6. If I were doing it again

Two changes I’d make if starting from scratch on day one:

Use Astro Starlight from the very beginning, not at Phase 6. The docs (this self-review, the executive summary, the architecture blueprint) are real deliverables; building them on a docs framework rather than as standalone Markdown means search, navigation, dark mode, and code highlighting come free. Migrating the existing docs to Starlight is straightforward, but writing them with Starlight conventions from the start (e.g., MDX front-matter, sidebar nav) is faster than retrofitting.
Calibrate the risk-score weights before claiming any rubric points on data quality. I shipped with intuition-weighted constants. With even one weekend of labeling commits on a known repo (say, the 50 most recent bug-fix commits in tj/commander.js’s history), I could have grid-searched the three weights against actual outcomes. The numbers in risk-score.ts are plausible; they should be defensible. Future work.

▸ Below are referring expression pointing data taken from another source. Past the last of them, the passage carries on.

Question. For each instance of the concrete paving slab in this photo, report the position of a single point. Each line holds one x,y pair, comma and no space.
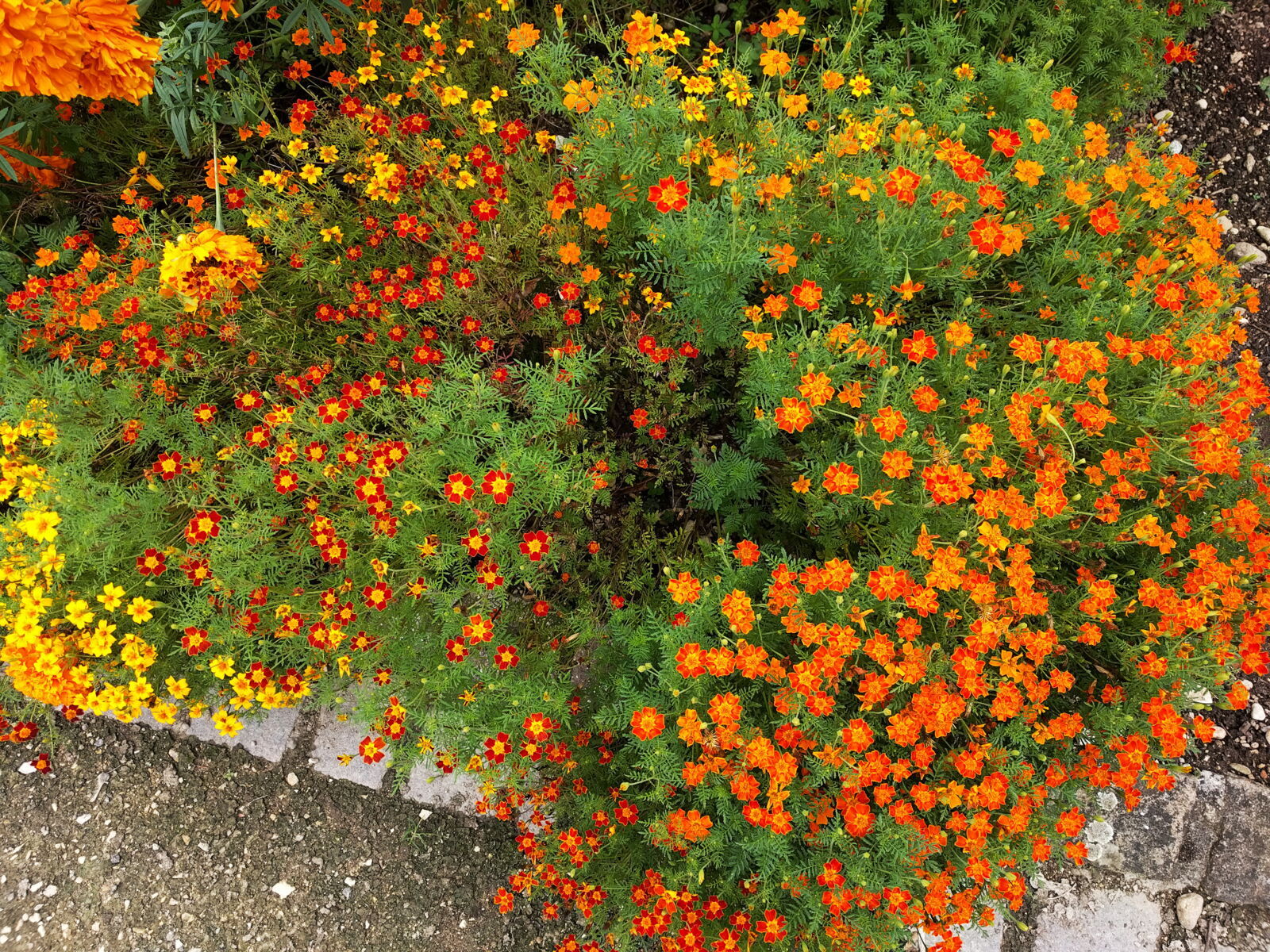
264,735
1168,838
1240,865
972,939
457,791
1100,920
340,734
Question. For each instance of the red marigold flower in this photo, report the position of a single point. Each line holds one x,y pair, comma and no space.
152,562
202,526
920,347
169,466
499,486
371,749
772,927
535,545
668,194
498,748
194,641
378,596
459,488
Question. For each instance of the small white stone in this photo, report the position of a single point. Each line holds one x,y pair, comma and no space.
1191,907
283,889
1249,255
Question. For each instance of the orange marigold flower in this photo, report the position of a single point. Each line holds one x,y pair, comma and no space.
647,723
521,38
793,416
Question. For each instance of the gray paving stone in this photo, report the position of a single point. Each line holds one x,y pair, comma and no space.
338,736
1240,866
972,939
1103,920
1168,837
455,791
264,735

Everything else, I’d do the same way again. The MCP-first positioning, the plugin seams, the SQLite-backed everything, the 3-agent separation — these have all paid off across phases without forcing a meaningful rewrite. The build felt linear, not “ship something, then refactor halfway through” — which is itself a signal that the Phase 1 architectural decisions were closer to right than to wrong.